Insan Takwa Berpedoman kepada Al-Qur’an
Mereka itulah yang di sebutkan mendapat predikat sebagai insan yang bertakwa, ”al muttaqin” termaktub dalam surah al-baqarah ayat 2 :
ذَٰلِكَ الْكِتَابُ لَا رَيْبَ ۛ فِيهِ ۛ هُدًى لِلْمُتَّقِينَ
Merekalah yang mengambil sumber pedoman kebahagiaannya dari Al-Qur’an dan petunjuk Nabi Muhammad shallallahu’alaihi wasallam. Sebagaimana kalam Allah yang termaktub dalam surah al-isra ayat 9 :
إِنَّ هَٰذَا ٱلْقُرْءَانَ يَهْدِى لِلَّتِى هِىَ أَقْوَمُ وَيُبَشِّرُ ٱلْمُؤْمِنِينَ ٱلَّذِينَ يَعْمَلُونَ ٱلصَّٰلِحَٰتِ أَنَّ لَهُمْ أَجْرًا كَبِيرًا
Artinya : “Sesungguhnya Al Quran ini memberikan petunjuk kepada (jalan) yang lebih lurus dan memberi kabar gembira kepada orang-orang mu’min yang mengerjakan amal saleh bahwa bagi mereka ada pahala yang besar.”
Allah jelas memberikan petunjuk bagi orang-orang yang ingin mendapatkan kebahagiaan agar menjadikan Al-Qur’an sebagai pegangan dalam kehidupan. Oleh karena itu, jangan pernah meragukan isi Al-Qur’an.
Penutup
Penulis memahami dari pemaknaan tauhid dari Prof. Dr . Haedar Nashir bahwa kehidupan bertauhid bukan hanya dengan kesadaran iman terhadap Tuhan, tetapi juga berusaha menjalin hubungan terbaik dengan seluruh makhluk ciptaan Tuhan. Itulah konsekuensi bertahuid, dibuktikan dengan berbuat baik dan menebar Rahmat untuk semesta.

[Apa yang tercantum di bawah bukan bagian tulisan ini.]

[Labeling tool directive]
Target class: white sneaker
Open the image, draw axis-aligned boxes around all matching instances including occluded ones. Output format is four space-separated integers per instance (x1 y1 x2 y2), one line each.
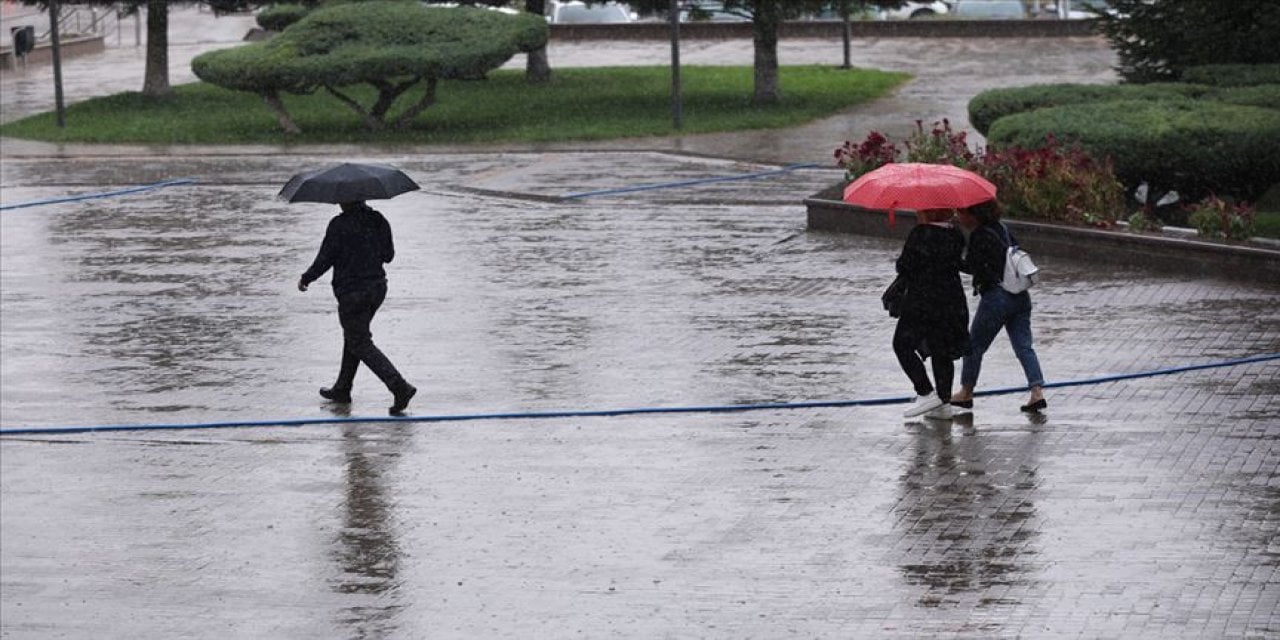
924 404 956 420
902 393 942 417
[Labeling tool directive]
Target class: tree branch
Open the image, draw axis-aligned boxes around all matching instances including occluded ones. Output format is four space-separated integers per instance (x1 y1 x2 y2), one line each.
394 78 439 129
324 84 383 131
262 90 302 133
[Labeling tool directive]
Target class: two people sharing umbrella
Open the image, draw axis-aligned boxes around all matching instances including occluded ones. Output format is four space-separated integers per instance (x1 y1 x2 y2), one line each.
844 163 1048 419
279 163 419 416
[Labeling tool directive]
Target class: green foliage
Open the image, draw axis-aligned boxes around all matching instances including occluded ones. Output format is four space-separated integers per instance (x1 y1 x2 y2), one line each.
1211 84 1280 110
1189 196 1253 241
1098 0 1280 83
906 118 975 169
0 65 909 146
974 137 1124 227
192 0 547 93
835 119 975 180
255 4 311 31
988 100 1280 201
835 120 1124 227
969 83 1213 136
1129 211 1164 233
1183 64 1280 87
191 0 548 132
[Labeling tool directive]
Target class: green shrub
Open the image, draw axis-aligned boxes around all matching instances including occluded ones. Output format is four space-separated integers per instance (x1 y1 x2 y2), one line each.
1097 0 1280 82
1189 197 1253 241
969 82 1213 136
974 137 1124 227
255 4 311 32
988 100 1280 207
1206 84 1280 109
1181 64 1280 87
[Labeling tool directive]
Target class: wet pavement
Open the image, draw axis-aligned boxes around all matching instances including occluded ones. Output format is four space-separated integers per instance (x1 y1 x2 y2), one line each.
0 6 1280 639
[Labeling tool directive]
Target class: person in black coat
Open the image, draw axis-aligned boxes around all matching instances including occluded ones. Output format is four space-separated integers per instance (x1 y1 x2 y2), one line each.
952 201 1048 412
298 202 417 416
893 210 969 419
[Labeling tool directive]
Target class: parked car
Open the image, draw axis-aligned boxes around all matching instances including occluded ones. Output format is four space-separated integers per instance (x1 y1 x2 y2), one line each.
547 1 636 24
680 0 751 22
877 0 951 20
1062 0 1115 20
951 0 1028 20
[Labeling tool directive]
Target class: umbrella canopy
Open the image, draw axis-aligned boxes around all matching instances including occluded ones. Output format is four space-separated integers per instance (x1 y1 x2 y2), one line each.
845 163 996 211
279 163 420 205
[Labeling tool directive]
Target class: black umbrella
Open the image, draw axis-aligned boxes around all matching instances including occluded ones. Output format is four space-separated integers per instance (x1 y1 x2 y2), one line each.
280 163 420 205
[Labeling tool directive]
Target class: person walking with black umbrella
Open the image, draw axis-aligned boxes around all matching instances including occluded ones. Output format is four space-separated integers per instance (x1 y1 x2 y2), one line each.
280 164 419 416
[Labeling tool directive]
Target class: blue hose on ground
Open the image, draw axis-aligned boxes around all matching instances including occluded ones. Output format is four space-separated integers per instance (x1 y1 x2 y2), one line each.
0 353 1280 435
0 178 196 211
562 163 818 200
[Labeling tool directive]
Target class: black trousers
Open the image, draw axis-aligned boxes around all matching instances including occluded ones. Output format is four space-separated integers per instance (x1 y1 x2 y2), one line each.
333 283 403 392
893 321 956 402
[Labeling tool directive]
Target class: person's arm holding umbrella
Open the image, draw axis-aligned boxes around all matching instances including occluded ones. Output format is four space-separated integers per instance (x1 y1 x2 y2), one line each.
298 218 339 292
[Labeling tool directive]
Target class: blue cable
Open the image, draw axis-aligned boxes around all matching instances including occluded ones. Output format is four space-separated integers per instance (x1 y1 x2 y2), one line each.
0 178 196 211
0 353 1280 436
562 163 819 200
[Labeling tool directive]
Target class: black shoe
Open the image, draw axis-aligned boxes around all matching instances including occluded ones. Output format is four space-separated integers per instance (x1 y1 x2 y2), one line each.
320 387 351 404
1023 398 1048 413
387 383 417 416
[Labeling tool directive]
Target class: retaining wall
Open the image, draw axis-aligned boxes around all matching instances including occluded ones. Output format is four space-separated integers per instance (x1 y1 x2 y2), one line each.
550 19 1096 40
0 36 106 70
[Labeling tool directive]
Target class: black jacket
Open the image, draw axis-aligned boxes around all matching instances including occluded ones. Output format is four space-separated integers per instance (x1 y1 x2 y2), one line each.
960 223 1018 294
896 224 969 360
302 206 396 296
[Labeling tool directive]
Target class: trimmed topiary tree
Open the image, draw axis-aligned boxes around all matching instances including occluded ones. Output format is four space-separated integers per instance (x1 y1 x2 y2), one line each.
987 100 1280 209
253 4 311 32
1098 0 1280 82
191 0 548 133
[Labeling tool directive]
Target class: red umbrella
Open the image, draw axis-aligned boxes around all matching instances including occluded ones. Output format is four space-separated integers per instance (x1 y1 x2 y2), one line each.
845 163 996 225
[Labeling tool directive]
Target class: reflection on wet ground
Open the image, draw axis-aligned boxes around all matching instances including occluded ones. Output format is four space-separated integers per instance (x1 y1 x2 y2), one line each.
0 152 1280 637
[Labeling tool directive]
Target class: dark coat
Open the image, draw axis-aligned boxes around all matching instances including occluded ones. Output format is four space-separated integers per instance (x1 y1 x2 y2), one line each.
960 221 1018 294
897 224 969 360
302 205 396 297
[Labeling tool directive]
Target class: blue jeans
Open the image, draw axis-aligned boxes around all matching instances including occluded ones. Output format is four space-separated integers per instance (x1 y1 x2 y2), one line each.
960 285 1044 388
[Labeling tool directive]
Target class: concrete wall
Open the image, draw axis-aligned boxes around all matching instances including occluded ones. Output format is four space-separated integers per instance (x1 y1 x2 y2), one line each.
805 191 1280 283
0 36 106 70
550 19 1094 40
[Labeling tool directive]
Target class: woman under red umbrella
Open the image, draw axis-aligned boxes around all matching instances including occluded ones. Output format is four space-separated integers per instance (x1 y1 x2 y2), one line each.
893 209 969 420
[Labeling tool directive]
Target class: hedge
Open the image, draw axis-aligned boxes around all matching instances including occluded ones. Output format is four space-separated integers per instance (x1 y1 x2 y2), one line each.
255 4 311 32
987 100 1280 201
1181 64 1280 87
969 82 1215 136
1212 84 1280 111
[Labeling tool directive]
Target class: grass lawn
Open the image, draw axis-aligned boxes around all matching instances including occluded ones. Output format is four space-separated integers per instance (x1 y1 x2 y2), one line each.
0 65 909 146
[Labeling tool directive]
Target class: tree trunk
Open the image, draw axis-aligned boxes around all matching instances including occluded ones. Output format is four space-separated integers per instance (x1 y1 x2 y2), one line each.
396 78 439 129
142 0 173 96
525 0 552 84
262 91 302 133
751 0 782 105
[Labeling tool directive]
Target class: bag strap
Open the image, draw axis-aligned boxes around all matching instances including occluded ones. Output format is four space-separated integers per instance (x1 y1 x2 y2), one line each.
991 223 1018 250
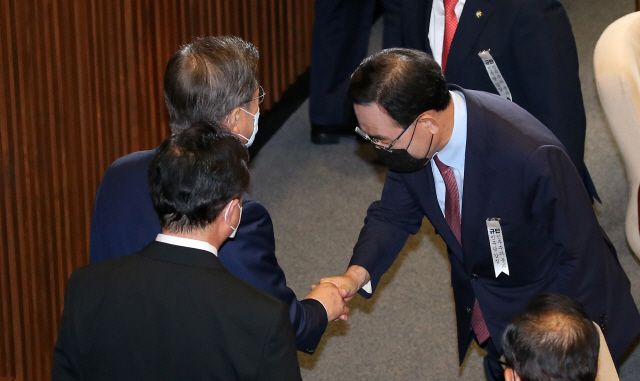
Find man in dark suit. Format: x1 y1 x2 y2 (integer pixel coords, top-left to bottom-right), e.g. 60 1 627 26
309 0 402 144
401 0 599 200
52 124 304 381
91 37 346 354
323 49 640 379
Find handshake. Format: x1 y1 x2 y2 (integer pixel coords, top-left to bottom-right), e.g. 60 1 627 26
305 265 370 321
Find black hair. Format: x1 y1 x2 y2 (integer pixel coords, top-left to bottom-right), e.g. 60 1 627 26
164 36 258 133
502 294 600 381
148 122 250 233
348 48 451 128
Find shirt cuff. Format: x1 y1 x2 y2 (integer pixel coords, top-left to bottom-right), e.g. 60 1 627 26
362 281 373 294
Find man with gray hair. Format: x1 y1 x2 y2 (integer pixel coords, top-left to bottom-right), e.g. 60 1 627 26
91 36 348 354
502 294 600 381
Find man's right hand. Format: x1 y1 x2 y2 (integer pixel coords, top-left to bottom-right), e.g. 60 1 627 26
305 283 349 321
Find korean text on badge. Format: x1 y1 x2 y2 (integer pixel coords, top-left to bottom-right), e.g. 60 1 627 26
487 218 509 278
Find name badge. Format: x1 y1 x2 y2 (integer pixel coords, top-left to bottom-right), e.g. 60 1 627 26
478 49 513 101
487 218 509 278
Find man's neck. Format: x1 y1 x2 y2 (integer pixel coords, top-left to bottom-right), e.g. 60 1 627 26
431 95 455 152
162 226 224 249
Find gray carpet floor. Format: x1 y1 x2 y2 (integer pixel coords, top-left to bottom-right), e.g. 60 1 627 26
250 0 640 381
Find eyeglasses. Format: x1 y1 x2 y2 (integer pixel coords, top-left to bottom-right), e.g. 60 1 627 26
356 122 411 152
252 86 267 104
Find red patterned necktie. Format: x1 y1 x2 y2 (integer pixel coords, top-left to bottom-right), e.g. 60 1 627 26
433 155 491 344
441 0 458 73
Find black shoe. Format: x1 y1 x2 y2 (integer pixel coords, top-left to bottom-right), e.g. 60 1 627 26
311 124 355 144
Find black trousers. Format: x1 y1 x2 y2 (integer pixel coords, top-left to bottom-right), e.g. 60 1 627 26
309 0 402 125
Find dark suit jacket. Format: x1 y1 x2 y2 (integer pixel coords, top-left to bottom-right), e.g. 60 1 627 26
351 87 640 362
402 0 599 200
53 241 302 381
91 150 327 354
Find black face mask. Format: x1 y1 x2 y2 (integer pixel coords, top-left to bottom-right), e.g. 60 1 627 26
376 130 433 173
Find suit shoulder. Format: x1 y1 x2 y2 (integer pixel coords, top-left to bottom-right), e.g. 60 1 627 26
227 272 286 314
464 90 564 154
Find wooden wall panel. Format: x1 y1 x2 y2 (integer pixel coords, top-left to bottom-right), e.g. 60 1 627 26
0 0 313 381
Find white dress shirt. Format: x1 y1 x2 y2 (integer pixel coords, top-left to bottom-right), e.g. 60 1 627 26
431 91 467 218
428 0 466 66
156 233 218 257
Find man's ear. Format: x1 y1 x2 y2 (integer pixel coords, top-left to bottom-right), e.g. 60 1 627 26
504 368 520 381
417 110 440 135
223 107 240 134
222 198 242 222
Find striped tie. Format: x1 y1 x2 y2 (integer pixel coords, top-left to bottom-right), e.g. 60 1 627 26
441 0 458 73
433 155 491 344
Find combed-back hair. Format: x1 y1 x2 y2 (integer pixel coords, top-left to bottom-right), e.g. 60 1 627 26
148 122 250 233
348 48 451 128
164 36 258 133
502 294 600 381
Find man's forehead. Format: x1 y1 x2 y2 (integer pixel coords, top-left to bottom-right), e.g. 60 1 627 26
354 103 398 140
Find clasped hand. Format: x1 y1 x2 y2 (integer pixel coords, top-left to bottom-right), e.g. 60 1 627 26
307 266 369 321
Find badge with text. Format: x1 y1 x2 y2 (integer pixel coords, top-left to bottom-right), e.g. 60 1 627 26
478 49 513 101
487 218 509 278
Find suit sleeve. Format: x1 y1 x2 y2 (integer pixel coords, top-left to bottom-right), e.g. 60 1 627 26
89 182 108 263
523 146 604 296
258 306 302 381
349 167 424 298
512 0 587 169
220 201 328 354
51 275 81 381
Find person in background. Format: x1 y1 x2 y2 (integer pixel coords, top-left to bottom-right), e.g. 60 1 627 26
400 0 600 201
309 0 402 144
502 294 600 381
52 124 304 381
322 48 640 380
91 36 347 354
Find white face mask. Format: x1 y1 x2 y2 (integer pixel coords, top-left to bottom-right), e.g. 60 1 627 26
224 200 242 238
232 107 260 148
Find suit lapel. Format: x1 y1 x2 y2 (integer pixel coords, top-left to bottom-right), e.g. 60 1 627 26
447 0 493 67
461 91 495 271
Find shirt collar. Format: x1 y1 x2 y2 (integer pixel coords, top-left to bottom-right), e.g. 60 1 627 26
156 233 218 257
436 91 467 170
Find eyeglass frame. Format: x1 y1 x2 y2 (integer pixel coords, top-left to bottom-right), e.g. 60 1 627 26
354 121 418 152
251 86 267 104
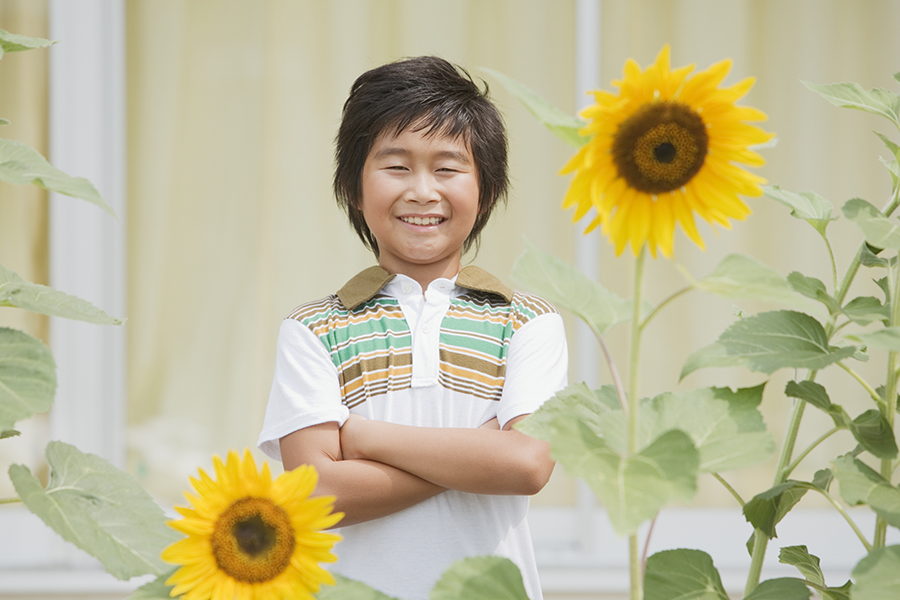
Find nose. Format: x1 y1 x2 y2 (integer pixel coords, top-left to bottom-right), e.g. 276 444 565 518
408 172 441 204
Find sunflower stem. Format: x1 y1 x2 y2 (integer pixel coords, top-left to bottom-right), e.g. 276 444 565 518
628 245 647 600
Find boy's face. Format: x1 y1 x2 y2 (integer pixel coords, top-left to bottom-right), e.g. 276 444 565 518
360 129 479 285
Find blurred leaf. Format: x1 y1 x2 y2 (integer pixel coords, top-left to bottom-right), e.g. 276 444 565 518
482 67 590 148
787 271 841 314
850 546 900 600
763 185 837 236
315 574 397 600
847 327 900 352
743 480 814 539
681 254 797 302
681 310 856 378
644 549 728 600
0 327 56 437
850 408 897 460
0 29 56 58
428 556 528 600
125 568 183 600
640 384 775 473
510 239 632 335
9 442 180 579
834 455 900 527
841 296 891 325
744 577 811 600
803 81 900 125
0 139 115 216
841 198 900 250
0 265 122 325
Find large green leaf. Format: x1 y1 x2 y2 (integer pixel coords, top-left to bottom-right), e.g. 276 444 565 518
803 81 900 125
9 442 180 579
316 575 397 600
763 185 837 236
681 310 856 378
0 29 56 57
850 546 900 600
0 265 122 325
482 67 589 148
428 556 528 600
640 385 775 472
511 239 632 335
644 548 728 600
834 455 900 527
0 139 115 215
683 254 798 303
0 327 56 437
744 577 810 600
841 198 900 250
743 480 816 539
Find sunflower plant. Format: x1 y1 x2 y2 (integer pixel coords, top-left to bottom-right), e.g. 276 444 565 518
490 46 900 600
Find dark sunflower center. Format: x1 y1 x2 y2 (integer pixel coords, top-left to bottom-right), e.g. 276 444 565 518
612 101 709 194
211 498 295 583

Semoga dengan mengamalkannya, Insyah Allah rezeki akan datang dengan mudah, pengetahuan akan datang dengan cepat, begitupula dengan impian-impian lain yang diharapkan. Itulah orang-orang yang muttaqin (bertaqwa), dialah yang akan mendapatkan kebahagiaan yang sejati. Sebab, orang-orang yang bertaqwa mengambil pedoman kebahagiaannya dari Al-Qur’an dan Sunnah Nabi. Maka dari itu, jangan pernah meragukan isi dari Al-Qur’an.